Les délibérations du Conseil de direction concernant ces risques ont aussi été influencées par la remontée des rendements obligataires mondiaux depuis les élections aux États-Unis. Les rendements obligataires canadiens ont réagi, comme c’est le cas habituellement, mais pas dans la même mesure. Par la suite, les taux hypothécaires canadiens ont connu une certaine hausse. Nous allons surveiller de près ces évolutions dans les mois à venir. Comme nous l’avons précisé dans notre dernière annonce au sujet du taux directeur, nous continuerons à mener une politique monétaire indépendante au Canada, axée sur le retour de l’inflation à la cible de 2 %.
Enfin, le manque possible de liquidité sur les marchés obligataires a suscité beaucoup de discussions dans les marchés financiers. Bon nombre d’entre eux se sont dits d’avis que les changements réglementaires contribuent à cette situation. Dans le même temps, les marchés ont fonctionné exceptionnellement bien dans la foulée du vote référendaire en faveur du retrait du Royaume-Uni de l’Union européenne et des élections aux États-Unis.

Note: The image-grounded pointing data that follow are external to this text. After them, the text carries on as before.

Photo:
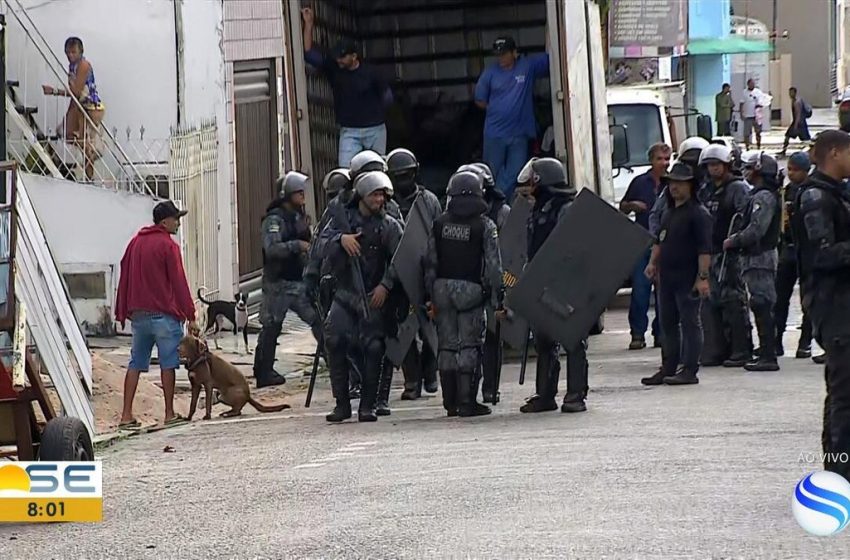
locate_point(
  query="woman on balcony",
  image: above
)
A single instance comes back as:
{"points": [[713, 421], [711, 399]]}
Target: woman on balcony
{"points": [[79, 130]]}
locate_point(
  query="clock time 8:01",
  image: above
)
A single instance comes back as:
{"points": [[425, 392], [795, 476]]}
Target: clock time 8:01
{"points": [[51, 509]]}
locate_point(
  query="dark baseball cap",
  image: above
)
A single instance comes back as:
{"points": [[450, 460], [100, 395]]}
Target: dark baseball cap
{"points": [[167, 209], [503, 45], [344, 47]]}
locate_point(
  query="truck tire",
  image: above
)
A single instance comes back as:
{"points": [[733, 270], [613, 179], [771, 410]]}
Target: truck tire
{"points": [[599, 326], [65, 439]]}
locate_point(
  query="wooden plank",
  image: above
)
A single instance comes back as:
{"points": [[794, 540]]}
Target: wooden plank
{"points": [[49, 342], [57, 291]]}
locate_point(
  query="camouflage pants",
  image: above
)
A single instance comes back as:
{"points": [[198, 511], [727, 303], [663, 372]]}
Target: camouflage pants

Cette question retient encore l’attention à l’échelle internationale. Dans la présente livraison de la RSF, nous proposons de nouvelles analyses, qui s’appuient sur une enquête approfondie auprès des marchés menée par le Forum canadien des titres à revenu fixe, un groupe sectoriel mis sur pied par la Banque. Le Conseil de direction reconnaît que des problèmes de liquidité sont plus évidents dans certains segments, dont ceux des obligations de sociétés et des anciennes émissions d’obligations d’État ainsi que certains marchés des pensions. Toutefois, nous reconnaissons aussi le fait que les marchés ne se sont pas encore complètement ajustés aux nouvelles exigences réglementaires. En outre, la période qui a précédé la crise n’est peut-être pas le meilleur point de comparaison qui soit, car la liquidité était excessive et ne coûtait presque rien à l’époque. Il est raisonnable de s’attendre à ce que la liquidité soit légèrement plus coûteuse, et la tenue de marché moins lucrative, en vertu de la nouvelle réglementation, et que les participants des marchés continuent de s’adapter dans un contexte de résilience accrue du système financier. Nous continuerons de suivre de près le comportement des marchés et de consulter les participants de ces derniers, tout en poursuivant nos travaux sur l’incidence des réformes réglementaires à l’échelle internationale.
Sur ce, madame Wilkins et moi serons heureux de répondre à vos questions.